One day a few weeks back the kids came home with class pictures. I took Lydia aside and ask her to point out her friends. She pointed to five or six kids, a mix of boys and girls. I asked if any mean kids in her class and she pointed at one boy. I then asked Aidan the same question. He pointed to three girls and called them friends. He said none of the boys like him, that they hit him. I asked him for the mean boys and he pointed to a couple of them.
Aidan gets picked on for being small and being nice. Truth be told he is much smaller than the other kids his age and he is much nicer than the other kids his age. To deal with people calling him small, he's been saying wo shi zhongguoren meiguoren 我是中国人美国人"I'm Chinese and American" as if this explains everything.
Then almost as if it was a plan, Yang found a new "international" kindergarten a five minute walk away.
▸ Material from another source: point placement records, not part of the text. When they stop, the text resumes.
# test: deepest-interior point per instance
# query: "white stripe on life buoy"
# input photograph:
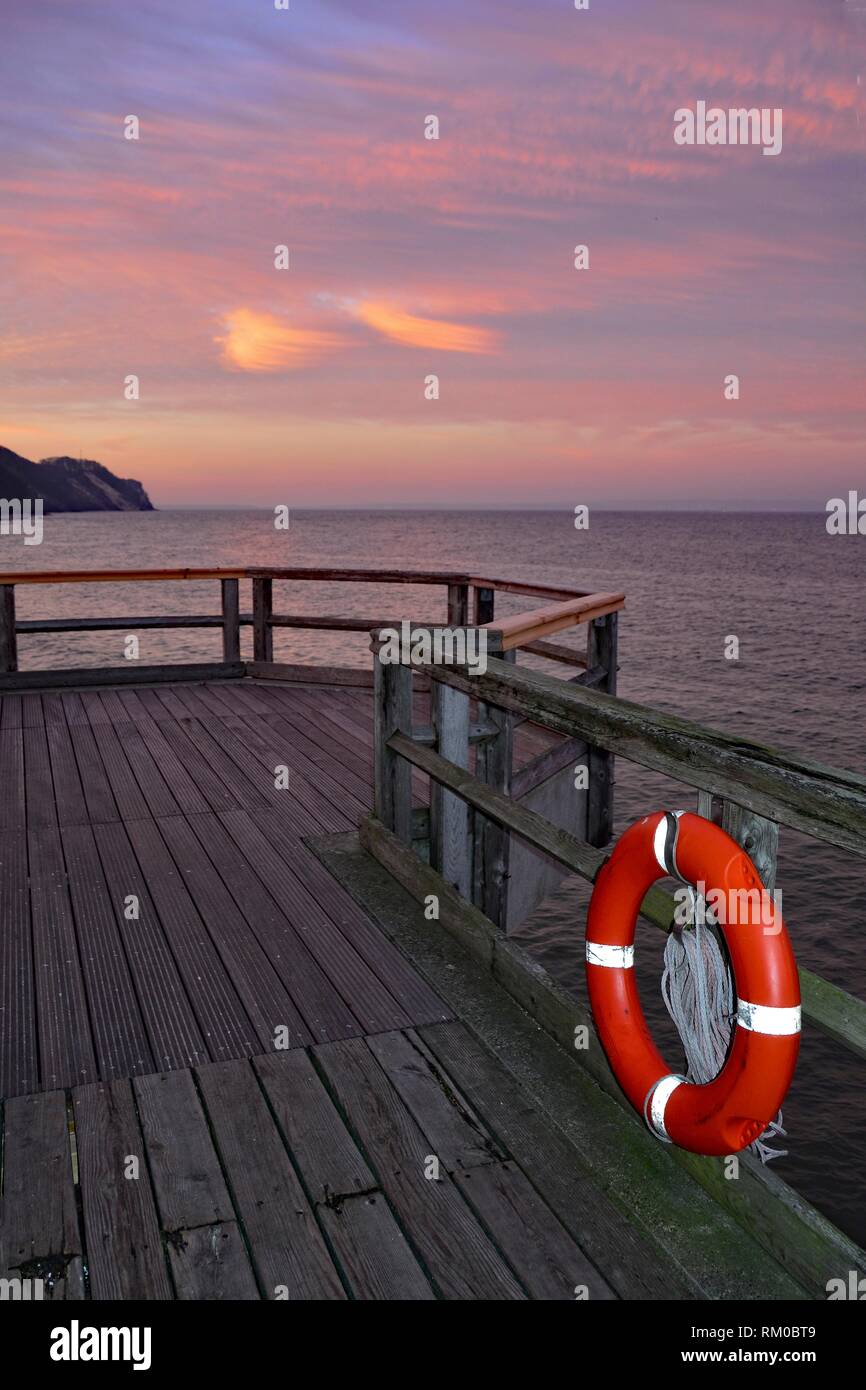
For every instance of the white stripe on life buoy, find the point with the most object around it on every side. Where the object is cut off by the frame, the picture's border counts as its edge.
(617, 958)
(658, 843)
(763, 1018)
(662, 1091)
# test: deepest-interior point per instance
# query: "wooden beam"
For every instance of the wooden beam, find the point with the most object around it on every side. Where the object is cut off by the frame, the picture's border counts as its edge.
(9, 645)
(758, 837)
(601, 653)
(556, 617)
(824, 802)
(231, 620)
(449, 843)
(555, 652)
(116, 576)
(77, 676)
(392, 715)
(263, 609)
(485, 599)
(553, 761)
(458, 605)
(121, 624)
(293, 674)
I put international in quotes because it isn't the 20K USD school geared towards expats with an education allowance. The school is international in the sense that they accept international students, in Lydia's class there is one other international student but the teacher could not remember what country the boy is from. The school also has dedicated Korean classes serving the Korean expat community. When I visited the school with Yang, the facilities seemed good, the teachers nice, the classrooms an appropriate size. The only problem was Lydia looked to be too mature for the kids in her class and Aidan looked to be too small for his class. The boys in his class looked like giants, as if they've been held back several years with the express purpose of teasing him.
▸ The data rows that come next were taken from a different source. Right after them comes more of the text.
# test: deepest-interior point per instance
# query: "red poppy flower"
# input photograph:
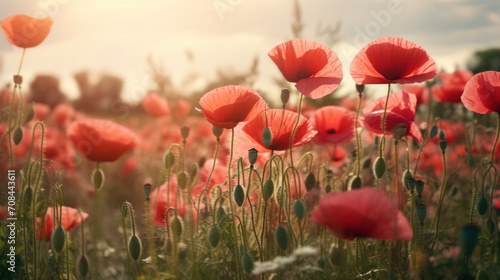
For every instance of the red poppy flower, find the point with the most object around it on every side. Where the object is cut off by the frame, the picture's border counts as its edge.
(392, 60)
(482, 93)
(25, 31)
(155, 106)
(334, 124)
(400, 112)
(363, 212)
(314, 68)
(281, 123)
(452, 87)
(70, 218)
(101, 140)
(227, 106)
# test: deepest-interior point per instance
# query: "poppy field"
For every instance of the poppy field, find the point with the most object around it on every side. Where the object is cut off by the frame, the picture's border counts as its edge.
(404, 186)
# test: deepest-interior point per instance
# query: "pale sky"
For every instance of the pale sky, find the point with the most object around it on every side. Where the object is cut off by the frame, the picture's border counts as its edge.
(116, 36)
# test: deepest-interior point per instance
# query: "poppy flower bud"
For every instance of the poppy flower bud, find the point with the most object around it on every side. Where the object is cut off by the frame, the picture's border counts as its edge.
(310, 181)
(267, 137)
(247, 263)
(281, 237)
(97, 178)
(299, 209)
(443, 144)
(267, 189)
(420, 186)
(18, 79)
(482, 205)
(469, 238)
(360, 88)
(214, 236)
(217, 131)
(252, 156)
(134, 247)
(147, 190)
(285, 95)
(18, 135)
(83, 266)
(355, 183)
(184, 132)
(421, 212)
(58, 239)
(379, 167)
(239, 195)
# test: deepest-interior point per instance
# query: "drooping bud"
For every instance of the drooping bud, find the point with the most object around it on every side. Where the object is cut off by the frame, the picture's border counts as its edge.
(310, 181)
(267, 137)
(379, 167)
(239, 195)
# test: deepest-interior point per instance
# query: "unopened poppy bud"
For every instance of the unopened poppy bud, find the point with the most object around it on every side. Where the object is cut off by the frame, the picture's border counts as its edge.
(177, 226)
(443, 144)
(421, 212)
(18, 135)
(239, 195)
(83, 266)
(299, 209)
(310, 181)
(214, 236)
(247, 263)
(147, 190)
(97, 179)
(267, 189)
(182, 179)
(281, 237)
(134, 247)
(399, 131)
(360, 88)
(252, 156)
(217, 131)
(433, 132)
(355, 183)
(18, 79)
(420, 186)
(184, 132)
(469, 238)
(379, 167)
(482, 205)
(267, 137)
(285, 95)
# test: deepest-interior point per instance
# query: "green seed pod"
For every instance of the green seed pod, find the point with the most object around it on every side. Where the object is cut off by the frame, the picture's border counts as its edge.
(97, 179)
(214, 236)
(299, 209)
(182, 179)
(247, 263)
(268, 189)
(355, 183)
(217, 131)
(310, 181)
(58, 239)
(281, 237)
(321, 262)
(379, 167)
(177, 227)
(406, 176)
(134, 247)
(469, 238)
(83, 266)
(18, 135)
(433, 132)
(267, 137)
(482, 205)
(239, 195)
(421, 212)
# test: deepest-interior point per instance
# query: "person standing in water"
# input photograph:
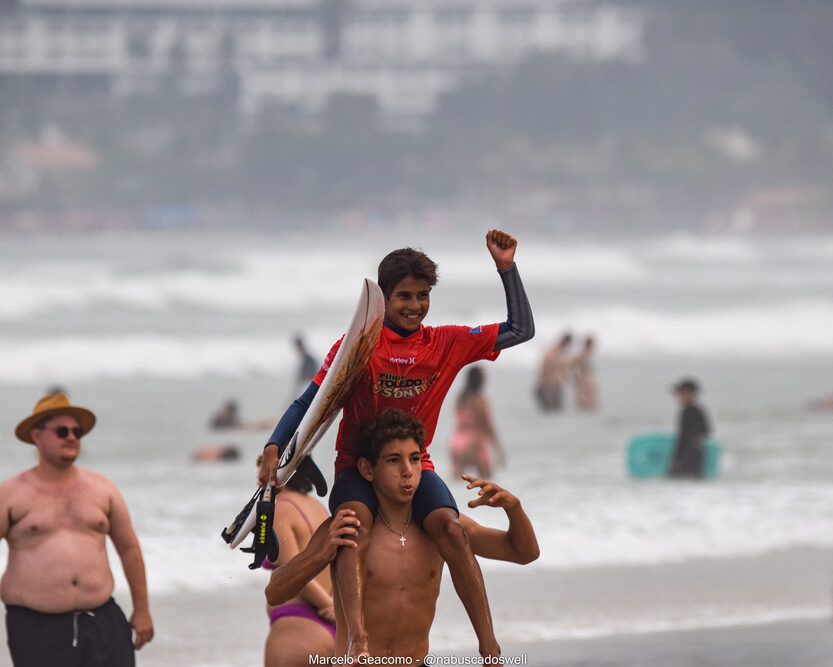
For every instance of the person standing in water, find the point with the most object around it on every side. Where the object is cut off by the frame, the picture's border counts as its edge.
(693, 429)
(474, 435)
(412, 368)
(58, 585)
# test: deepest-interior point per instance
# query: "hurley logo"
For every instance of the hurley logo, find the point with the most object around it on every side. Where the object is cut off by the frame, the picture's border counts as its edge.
(403, 360)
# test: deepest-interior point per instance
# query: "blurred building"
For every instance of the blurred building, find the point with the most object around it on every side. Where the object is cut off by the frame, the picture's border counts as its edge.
(403, 53)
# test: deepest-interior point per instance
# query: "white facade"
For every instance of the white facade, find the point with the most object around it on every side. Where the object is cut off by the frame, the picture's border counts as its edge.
(405, 53)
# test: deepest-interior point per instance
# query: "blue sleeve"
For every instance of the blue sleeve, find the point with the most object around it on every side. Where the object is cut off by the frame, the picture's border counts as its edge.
(519, 326)
(288, 424)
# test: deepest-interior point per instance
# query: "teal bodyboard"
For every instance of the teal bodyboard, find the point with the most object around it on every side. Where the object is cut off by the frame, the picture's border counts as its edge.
(649, 455)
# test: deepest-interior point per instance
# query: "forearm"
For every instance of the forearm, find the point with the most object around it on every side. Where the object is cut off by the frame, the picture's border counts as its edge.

Yang and Aidan said good-bye to their old school. Everyone missing them, especially the teachers who said they were extremely well behaved. To which I thought, "Lydia?".
Lydia with her closet friends at Sanliturn
After a couple of days in they new school I asked Aidan and Lydia how they liked it. Both said it was good. I asked if they had made friends, both said yes. I asked if there were any mean kids, both said no. Aidan said both the boys and the girls like him at this school. I think maybe he will fit in more often in the new school and that would be a nice thing. A nice thing for sure.